If your spouse is absolutely, positively, 100% opposed to real estate investing for some reason, use your own money. Even if you only have $500 to invest with at first, you can still invest it in a REIT or crowdfunding website.

Keep investing a little more each month, and when you earn your first $75 or $100 in returns from your real estate investments, take your spouse out on a date. As you pour the second glass of cabernet, casually drop this line: “By the way, tonight is brought to you courtesy of my real estate income.”

Your spouse will be impressed. It’s a real, tangible demonstration that real estate can improve your quality of life.

 

3. Consider House Hacking or a Live-In Flip

Who wouldn’t want to live for free?

That’s the premise behind house hacking: someone else pays your mortgage for you. It could be tenants in neighboring units (for example if you buy a small multifamily), or it could be a housemate, or an income suite, or a room or section of the property that you periodically rent on Airbnb. Or if you have children in their 20s, house hacking through your children with an FHA “kiddie condo” loan.

It could even be renting out storage space in the garage or bringing on a foreign exchange student – both of which Deni has done!

Another approach is the live-in flip. You buy a property that’s habitable but dated, move in, and over the next year or so you update and renovate it. When it’s completed, you sell it, and the proceeds cover your housing expenses for the last year. Pretty nifty, eh?
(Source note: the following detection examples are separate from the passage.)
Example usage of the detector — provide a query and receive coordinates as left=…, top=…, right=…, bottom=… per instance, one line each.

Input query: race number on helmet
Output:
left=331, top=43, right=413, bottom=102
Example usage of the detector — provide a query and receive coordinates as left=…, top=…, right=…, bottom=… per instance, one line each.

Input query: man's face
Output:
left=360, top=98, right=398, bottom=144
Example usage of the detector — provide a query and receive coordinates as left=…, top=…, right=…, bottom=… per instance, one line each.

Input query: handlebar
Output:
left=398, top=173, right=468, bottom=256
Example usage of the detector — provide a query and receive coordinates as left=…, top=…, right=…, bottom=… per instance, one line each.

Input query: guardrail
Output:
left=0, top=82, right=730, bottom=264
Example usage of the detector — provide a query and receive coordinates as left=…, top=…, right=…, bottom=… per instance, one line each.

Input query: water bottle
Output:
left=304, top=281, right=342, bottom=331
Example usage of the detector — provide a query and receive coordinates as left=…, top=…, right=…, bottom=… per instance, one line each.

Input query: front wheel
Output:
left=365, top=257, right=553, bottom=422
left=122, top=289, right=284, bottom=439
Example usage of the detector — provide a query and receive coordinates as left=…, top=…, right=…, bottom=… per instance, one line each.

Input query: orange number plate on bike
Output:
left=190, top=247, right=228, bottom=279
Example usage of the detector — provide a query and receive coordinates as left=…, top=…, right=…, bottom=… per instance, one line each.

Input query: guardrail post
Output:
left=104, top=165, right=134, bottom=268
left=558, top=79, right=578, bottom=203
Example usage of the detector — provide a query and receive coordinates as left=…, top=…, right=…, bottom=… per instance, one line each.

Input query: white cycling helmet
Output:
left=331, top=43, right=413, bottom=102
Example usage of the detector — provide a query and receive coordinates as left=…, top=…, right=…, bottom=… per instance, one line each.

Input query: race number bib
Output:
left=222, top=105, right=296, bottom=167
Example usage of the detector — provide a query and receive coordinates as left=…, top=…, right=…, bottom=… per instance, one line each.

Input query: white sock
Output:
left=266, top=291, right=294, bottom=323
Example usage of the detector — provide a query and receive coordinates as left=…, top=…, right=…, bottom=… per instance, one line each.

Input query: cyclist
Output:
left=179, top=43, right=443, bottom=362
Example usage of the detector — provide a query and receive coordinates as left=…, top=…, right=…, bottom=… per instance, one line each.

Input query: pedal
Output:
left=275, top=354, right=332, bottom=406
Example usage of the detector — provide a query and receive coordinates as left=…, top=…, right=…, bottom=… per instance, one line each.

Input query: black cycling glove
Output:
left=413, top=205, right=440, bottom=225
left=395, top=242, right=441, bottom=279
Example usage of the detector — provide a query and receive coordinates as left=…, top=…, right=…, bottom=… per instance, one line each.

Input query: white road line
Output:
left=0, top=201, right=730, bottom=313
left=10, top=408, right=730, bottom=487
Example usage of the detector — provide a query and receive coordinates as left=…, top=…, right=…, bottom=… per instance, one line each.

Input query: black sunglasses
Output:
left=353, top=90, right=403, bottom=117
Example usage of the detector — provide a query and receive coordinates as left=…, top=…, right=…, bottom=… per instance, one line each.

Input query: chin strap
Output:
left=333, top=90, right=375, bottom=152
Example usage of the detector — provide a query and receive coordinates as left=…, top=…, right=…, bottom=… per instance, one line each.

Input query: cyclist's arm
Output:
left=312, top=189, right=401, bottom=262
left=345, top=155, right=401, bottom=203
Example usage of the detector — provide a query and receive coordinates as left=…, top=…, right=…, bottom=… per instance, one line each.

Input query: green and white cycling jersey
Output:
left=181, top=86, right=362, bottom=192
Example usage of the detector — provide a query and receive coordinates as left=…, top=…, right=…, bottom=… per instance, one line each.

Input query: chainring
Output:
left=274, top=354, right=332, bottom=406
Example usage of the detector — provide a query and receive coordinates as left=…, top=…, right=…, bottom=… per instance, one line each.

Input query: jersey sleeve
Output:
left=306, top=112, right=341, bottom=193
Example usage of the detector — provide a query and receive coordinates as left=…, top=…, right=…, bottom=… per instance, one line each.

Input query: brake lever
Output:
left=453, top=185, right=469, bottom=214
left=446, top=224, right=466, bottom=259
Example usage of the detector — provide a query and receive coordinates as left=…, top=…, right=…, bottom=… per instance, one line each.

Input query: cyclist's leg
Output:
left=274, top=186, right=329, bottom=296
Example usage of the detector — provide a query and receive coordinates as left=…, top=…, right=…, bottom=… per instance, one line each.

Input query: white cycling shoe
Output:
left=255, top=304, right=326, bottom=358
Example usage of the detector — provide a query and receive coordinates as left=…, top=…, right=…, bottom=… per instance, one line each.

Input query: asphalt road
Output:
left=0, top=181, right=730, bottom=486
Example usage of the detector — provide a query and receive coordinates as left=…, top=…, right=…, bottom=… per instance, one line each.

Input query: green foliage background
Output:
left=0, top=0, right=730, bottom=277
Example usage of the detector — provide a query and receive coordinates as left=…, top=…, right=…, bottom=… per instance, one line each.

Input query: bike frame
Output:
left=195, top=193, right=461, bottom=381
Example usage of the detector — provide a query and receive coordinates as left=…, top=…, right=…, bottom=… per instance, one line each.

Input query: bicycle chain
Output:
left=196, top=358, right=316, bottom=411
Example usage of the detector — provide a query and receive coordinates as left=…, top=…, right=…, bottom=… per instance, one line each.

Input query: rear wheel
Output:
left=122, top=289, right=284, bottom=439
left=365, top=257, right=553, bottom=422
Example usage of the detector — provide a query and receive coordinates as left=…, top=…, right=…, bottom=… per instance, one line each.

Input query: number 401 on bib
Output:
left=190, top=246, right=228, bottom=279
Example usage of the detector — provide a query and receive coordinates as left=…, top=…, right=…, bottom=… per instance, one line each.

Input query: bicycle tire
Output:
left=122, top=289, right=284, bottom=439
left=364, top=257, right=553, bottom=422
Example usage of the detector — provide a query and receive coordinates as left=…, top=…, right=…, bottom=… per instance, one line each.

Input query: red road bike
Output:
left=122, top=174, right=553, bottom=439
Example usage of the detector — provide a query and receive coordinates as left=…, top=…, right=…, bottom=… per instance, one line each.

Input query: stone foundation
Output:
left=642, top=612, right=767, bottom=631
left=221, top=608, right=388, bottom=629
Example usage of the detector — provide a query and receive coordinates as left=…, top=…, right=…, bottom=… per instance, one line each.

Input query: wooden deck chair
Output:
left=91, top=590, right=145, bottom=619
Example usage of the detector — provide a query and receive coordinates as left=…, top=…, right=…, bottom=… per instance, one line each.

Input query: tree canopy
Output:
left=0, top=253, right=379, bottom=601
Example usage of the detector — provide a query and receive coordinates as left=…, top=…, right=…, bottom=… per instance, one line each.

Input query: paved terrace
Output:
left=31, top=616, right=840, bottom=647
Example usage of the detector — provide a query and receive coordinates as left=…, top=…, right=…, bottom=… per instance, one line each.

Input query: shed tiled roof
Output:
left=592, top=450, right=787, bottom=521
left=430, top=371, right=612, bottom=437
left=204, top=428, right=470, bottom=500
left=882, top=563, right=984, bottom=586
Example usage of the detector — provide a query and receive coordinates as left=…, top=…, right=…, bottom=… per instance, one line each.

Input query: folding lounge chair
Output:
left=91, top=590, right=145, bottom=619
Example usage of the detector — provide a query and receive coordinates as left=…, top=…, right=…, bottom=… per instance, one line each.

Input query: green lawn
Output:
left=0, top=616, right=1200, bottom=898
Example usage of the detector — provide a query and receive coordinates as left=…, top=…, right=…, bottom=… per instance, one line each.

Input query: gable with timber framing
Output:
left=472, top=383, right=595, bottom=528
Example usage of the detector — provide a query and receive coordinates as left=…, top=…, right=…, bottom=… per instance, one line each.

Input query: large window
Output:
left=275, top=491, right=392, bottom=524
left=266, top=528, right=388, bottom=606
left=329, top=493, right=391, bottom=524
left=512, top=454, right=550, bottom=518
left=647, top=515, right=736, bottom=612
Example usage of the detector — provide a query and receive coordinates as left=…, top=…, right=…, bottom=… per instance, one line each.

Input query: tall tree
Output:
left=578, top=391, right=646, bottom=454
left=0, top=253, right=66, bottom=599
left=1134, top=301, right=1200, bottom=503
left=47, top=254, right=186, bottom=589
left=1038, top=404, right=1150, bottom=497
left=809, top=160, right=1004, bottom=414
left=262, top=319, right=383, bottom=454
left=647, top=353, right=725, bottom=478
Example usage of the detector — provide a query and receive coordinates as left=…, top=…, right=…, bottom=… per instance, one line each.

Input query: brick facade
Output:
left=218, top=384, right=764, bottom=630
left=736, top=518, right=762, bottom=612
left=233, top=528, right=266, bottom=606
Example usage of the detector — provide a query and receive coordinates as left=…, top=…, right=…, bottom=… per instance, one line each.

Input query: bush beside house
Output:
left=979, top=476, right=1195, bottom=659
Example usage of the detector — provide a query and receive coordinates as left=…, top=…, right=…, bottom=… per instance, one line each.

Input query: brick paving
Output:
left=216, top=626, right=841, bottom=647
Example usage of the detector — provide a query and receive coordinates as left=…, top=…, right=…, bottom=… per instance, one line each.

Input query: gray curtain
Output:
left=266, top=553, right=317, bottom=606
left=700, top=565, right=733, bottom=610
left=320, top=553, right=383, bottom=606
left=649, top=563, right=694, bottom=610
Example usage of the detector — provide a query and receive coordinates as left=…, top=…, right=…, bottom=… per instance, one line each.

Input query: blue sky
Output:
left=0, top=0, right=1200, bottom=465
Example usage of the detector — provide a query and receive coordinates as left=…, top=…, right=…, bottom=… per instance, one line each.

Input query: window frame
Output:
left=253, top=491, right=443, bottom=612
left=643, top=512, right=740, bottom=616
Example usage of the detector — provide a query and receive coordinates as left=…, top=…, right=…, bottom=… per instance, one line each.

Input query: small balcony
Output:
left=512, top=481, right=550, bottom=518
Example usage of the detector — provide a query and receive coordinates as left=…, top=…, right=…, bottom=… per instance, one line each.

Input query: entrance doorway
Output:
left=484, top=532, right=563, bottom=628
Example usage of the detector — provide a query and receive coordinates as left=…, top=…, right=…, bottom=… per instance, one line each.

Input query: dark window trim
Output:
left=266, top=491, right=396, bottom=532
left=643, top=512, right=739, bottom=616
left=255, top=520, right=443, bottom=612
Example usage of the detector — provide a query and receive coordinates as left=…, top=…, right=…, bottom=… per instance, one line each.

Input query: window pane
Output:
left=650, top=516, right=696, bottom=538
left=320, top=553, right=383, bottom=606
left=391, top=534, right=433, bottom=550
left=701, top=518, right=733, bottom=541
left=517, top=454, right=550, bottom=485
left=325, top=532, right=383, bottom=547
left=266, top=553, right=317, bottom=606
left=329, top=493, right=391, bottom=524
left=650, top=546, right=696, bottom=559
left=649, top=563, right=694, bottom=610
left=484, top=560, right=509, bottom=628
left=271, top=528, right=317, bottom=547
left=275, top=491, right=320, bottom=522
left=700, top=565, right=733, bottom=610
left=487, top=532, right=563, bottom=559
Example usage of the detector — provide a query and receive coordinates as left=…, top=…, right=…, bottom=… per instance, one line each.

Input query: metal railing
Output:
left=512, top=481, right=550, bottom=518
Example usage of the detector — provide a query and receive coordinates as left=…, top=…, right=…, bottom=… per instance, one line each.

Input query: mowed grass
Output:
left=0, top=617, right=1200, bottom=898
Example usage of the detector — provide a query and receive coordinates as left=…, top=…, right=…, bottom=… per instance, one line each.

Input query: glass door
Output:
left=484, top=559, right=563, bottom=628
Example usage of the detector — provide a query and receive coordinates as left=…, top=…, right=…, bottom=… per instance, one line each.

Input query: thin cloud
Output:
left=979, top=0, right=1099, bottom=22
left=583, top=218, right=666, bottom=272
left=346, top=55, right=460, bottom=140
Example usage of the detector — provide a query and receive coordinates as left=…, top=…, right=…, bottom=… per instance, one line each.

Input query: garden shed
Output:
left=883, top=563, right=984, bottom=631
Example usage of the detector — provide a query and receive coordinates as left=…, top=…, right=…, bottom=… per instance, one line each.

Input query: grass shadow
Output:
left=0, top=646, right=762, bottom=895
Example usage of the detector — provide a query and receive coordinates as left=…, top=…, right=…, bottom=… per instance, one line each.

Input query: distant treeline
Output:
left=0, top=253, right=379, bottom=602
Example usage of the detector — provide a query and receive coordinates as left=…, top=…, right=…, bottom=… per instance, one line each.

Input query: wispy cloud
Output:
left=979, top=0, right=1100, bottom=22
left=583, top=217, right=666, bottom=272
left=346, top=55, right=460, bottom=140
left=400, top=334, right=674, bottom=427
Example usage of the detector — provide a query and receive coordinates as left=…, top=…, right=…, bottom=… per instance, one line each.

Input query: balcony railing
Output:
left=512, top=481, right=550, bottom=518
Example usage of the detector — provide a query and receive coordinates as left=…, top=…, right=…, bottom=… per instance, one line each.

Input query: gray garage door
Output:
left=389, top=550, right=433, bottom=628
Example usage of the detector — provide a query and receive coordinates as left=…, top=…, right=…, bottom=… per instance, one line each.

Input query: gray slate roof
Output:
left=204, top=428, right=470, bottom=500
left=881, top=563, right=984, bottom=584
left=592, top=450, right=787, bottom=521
The only drawback with a live-in flip is that you have to move every year or two. That can get old.

Regardless, the ability to live for free is another tangible, visceral way to convey the benefits of real estate investing, and to get started with very little cash.

 

Final Word

Real estate comes with incredible benefits, from the predictable returns of rental cash flow to tax benefits to inflation-adjusted returns to diversification in your portfolio.

If your spouse is reluctant and skeptical, don’t blame them. The onus is on you to convey these benefits in a compelling way.

Use the framework above to bring your spouse around to the idea of real estate investing, grow your passive income, and start planning your financial independence and early retirement!